Alors commença la partie de l’existence d’Abd el Kader, trop ignorée, qui a fait de lui un Français. " L’ex-Émir ", suivant l’expression officielle, fut amené en France, au lieu d’être transporté en Orient comme il en avait reçu la promesse ; malgré l’amertume qu’il ne cessa d’éprouver, pendant toute sa captivité, de ce manquement à la parole donnée, Abd el Kader put comprendre peu à peu, dans ses conversations quotidiennes avec le général Daumas, chargé de le garder, que les Chrétiens n’étaient pas des êtres méprisables et que leur religion n’était pas très éloignée de l’islamisme.
Lorsqu’en octobre 1852, Louis-Napoléon Bonaparte, devenu le Prince-Président, vint annoncer à Abd el Kader, au château d’Amboise, qu’il le rendait à la liberté, il lui fit traduire un document où il lui disait : " Vous serez conduit à Brousse, et vous y recevrez du Gouvernement français un traitement digne de votre ancien rang... Votre religion comme la nôtre, apprend à se soumettre ’aux décrets de la Providence. Or, si la France est maîtresse de l’Algérie, c’est que Dieu l’a voulu, et la nation ne renoncera jamais à cette conquête.

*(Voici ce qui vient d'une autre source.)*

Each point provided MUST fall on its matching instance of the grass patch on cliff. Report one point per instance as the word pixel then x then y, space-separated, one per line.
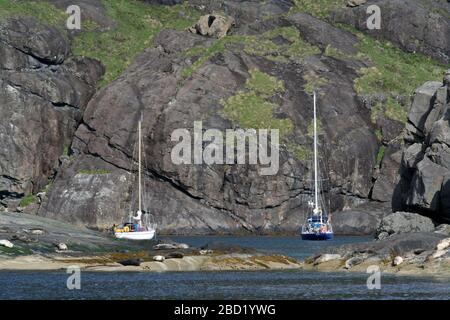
pixel 395 70
pixel 43 11
pixel 294 48
pixel 395 74
pixel 313 82
pixel 93 171
pixel 27 200
pixel 264 84
pixel 317 8
pixel 138 24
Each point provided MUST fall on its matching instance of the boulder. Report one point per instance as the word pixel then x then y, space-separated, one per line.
pixel 6 243
pixel 131 262
pixel 388 176
pixel 213 25
pixel 43 93
pixel 397 261
pixel 359 221
pixel 439 253
pixel 27 35
pixel 62 246
pixel 423 26
pixel 404 222
pixel 323 34
pixel 170 246
pixel 355 3
pixel 219 198
pixel 443 229
pixel 353 261
pixel 444 244
pixel 159 258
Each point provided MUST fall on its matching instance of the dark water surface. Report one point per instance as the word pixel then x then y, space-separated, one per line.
pixel 225 285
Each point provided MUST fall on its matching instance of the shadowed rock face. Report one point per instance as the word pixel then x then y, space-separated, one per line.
pixel 425 164
pixel 218 198
pixel 92 10
pixel 42 96
pixel 414 25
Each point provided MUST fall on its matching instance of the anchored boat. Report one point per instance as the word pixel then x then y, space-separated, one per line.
pixel 318 223
pixel 139 226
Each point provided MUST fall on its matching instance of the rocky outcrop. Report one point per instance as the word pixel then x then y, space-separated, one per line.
pixel 426 158
pixel 43 92
pixel 213 25
pixel 414 25
pixel 91 10
pixel 94 187
pixel 403 222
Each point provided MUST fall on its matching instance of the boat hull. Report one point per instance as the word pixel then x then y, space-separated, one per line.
pixel 317 236
pixel 138 235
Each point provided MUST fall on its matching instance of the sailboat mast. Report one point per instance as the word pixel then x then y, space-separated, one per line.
pixel 316 191
pixel 140 167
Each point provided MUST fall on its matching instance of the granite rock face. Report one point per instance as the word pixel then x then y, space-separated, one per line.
pixel 414 25
pixel 217 198
pixel 425 164
pixel 43 92
pixel 404 222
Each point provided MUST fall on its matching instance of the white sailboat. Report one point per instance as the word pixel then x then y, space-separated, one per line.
pixel 318 224
pixel 138 226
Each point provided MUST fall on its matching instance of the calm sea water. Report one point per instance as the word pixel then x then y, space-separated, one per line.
pixel 225 285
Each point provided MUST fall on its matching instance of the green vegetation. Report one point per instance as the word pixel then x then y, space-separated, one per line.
pixel 313 82
pixel 93 171
pixel 395 72
pixel 300 152
pixel 317 8
pixel 264 84
pixel 27 200
pixel 66 150
pixel 253 111
pixel 331 51
pixel 261 45
pixel 320 130
pixel 43 11
pixel 138 24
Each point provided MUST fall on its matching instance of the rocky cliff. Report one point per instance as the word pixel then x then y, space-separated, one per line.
pixel 43 93
pixel 424 184
pixel 261 74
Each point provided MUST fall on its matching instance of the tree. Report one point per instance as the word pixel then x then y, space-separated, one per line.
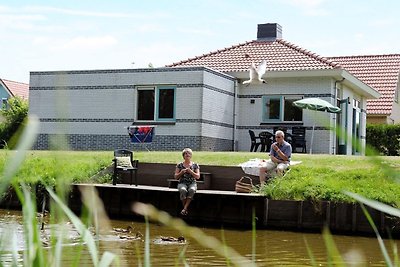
pixel 13 118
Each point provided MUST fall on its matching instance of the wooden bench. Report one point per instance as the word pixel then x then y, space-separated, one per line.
pixel 204 181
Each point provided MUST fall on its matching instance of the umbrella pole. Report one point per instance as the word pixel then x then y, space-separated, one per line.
pixel 312 138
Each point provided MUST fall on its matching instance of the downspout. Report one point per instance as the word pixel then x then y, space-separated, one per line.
pixel 334 148
pixel 234 115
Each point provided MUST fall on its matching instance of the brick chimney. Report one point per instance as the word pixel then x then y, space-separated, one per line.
pixel 269 32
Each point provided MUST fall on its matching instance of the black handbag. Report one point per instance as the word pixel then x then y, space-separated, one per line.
pixel 244 185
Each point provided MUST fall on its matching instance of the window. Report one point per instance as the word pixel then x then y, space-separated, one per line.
pixel 4 103
pixel 281 109
pixel 156 103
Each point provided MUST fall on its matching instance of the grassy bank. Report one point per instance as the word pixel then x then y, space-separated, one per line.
pixel 318 177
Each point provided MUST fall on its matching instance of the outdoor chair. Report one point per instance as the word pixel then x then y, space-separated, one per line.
pixel 299 139
pixel 280 128
pixel 254 143
pixel 124 163
pixel 267 139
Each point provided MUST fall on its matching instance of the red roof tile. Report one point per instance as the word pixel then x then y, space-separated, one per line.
pixel 380 72
pixel 17 88
pixel 280 56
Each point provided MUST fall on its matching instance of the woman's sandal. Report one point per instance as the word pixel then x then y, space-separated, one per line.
pixel 184 212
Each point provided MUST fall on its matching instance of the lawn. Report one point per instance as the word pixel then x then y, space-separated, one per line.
pixel 318 177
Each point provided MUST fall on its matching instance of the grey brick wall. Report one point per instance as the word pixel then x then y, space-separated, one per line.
pixel 111 142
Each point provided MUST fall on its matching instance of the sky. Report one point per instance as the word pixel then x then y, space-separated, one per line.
pixel 95 34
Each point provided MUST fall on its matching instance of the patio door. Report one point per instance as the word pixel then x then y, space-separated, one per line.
pixel 342 121
pixel 356 128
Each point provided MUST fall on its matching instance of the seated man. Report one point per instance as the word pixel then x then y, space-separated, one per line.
pixel 280 154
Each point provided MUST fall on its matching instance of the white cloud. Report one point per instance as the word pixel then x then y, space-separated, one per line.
pixel 310 7
pixel 84 43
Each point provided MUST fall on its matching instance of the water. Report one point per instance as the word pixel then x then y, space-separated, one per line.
pixel 273 248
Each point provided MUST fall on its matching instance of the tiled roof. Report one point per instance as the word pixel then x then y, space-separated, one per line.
pixel 280 56
pixel 17 88
pixel 380 72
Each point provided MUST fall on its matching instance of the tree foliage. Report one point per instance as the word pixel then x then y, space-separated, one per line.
pixel 384 138
pixel 13 117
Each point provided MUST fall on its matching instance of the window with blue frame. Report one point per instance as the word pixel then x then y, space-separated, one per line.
pixel 156 103
pixel 4 103
pixel 281 109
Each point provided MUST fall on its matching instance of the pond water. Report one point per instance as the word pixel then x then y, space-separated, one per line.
pixel 273 248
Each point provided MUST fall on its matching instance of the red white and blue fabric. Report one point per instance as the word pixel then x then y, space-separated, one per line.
pixel 141 134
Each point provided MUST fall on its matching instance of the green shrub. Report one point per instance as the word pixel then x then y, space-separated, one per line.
pixel 385 139
pixel 14 117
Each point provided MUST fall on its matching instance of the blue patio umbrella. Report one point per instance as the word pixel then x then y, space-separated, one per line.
pixel 315 104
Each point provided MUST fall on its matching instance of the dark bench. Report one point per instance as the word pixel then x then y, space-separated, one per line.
pixel 204 181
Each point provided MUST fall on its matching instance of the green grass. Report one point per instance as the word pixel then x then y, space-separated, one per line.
pixel 318 177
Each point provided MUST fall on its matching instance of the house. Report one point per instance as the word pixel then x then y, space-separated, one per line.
pixel 10 89
pixel 381 72
pixel 202 102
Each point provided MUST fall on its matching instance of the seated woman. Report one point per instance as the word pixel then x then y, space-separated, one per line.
pixel 187 172
pixel 280 154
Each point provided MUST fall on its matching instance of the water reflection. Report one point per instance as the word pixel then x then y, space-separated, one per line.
pixel 273 248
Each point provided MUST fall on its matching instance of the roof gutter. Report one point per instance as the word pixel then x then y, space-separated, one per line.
pixel 350 81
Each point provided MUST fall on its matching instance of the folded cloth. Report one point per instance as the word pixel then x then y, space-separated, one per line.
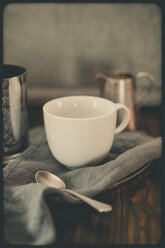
pixel 27 218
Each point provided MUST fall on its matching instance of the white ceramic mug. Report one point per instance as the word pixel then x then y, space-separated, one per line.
pixel 80 129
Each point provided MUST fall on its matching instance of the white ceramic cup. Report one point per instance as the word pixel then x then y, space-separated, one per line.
pixel 80 129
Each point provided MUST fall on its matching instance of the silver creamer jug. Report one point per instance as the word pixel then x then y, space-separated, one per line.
pixel 120 87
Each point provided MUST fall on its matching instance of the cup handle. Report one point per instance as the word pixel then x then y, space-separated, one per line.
pixel 126 117
pixel 151 87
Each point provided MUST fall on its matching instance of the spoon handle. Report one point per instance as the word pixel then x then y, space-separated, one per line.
pixel 99 206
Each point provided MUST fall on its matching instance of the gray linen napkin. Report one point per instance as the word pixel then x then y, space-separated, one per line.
pixel 27 217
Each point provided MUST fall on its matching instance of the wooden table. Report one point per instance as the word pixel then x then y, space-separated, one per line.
pixel 137 204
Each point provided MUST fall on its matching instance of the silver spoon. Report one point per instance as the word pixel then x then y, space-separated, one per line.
pixel 51 180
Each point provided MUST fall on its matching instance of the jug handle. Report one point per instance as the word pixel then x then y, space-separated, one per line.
pixel 147 93
pixel 102 75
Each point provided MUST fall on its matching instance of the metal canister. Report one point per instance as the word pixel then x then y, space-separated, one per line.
pixel 14 109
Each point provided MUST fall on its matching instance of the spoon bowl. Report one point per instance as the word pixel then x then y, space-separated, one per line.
pixel 51 180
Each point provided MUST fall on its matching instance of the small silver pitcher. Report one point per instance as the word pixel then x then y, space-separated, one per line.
pixel 14 110
pixel 120 87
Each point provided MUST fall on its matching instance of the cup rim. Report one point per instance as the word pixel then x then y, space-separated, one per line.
pixel 80 118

Vous avez été l’ennemi de la France, mais je n’en rends pas moins justice à votre courage, à votre caractère, à votre résignation dans le malheur ; c’est pourquoi je tiens à honneur à faire cesser votre captivité, ayant pleine foi dans votre parole. " Abd el Kader eut l’occasion de définir plus tard sa reconnaissance en termes symboliques : "D’autres ont pu me terrasser, disait-il ; d’autres ont pu m’enchaîner ; mais Louis-Napoléon est le seul qui m’ait vaincu. "
De ce jour en effet, Abd el Kader fut dévoué à la France, et il le fit avec une élévation et une délicatesse de sentiments révélées par bien des circonstances.
Lorsqu’il vint à Paris, en octobre 1852, avant de partir pour l’Orient, voir Louis-Napoléon à Saint-Cloud, il dit à l’officier qui l’accompagnait : "Les journaux ont prétendu que lorsque le Sultan (Louis-Napoléon) est venu me rendre ma liberté, je lui ai fait des serments. Je ne l’ai pas voulu, à cause de lui, et à cause de moi. A cause de lui, parce que ç’eût été diminuer la grandeur de sa générosité, en laissant croire qu’il m’avait dicté des conditions ; à cause de moi, parce qu’il me répugnait de passer pour un Juif qui rachèterait sa liberté moyennant un morceau de papier. Je veux, pour prouver que j’agis de ma pleine volonté, remettre entre les mains du Sultan un engagement écrit. "
Dans cet engagement, qu’il remit, il avait écrit : " Je viens vous jurer, par les promesses et le pacte de Dieu, par les promesses de tous les prophètes et de tous les envoyés, que je ne ferai jamais rien de contraire à la foi que vous avez eue en moi... J’ai été témoin de la grandeur de votre pays, de la puissance de vos troupes, de l’immensité de vos richesses et de votre population, de la justice clé vos décisions, de la droiture de vos actes, de la régularité de vos affaires ; tout cela m’a convaincu que personne ne vous vaincra, que personne autre que le Dieu tout-puissant ne pourra s’opposer à votre volonté. J’espère de votre générosité et de votre noble caractère que vous me maintiendrez près de votre cœur, alors que je serai éloigné, et que vous mettrez au nombre des personnes ce votre intimité, car si je ne les égale pas par l’utilité des services, je les égale par l’affection que je vous porte. "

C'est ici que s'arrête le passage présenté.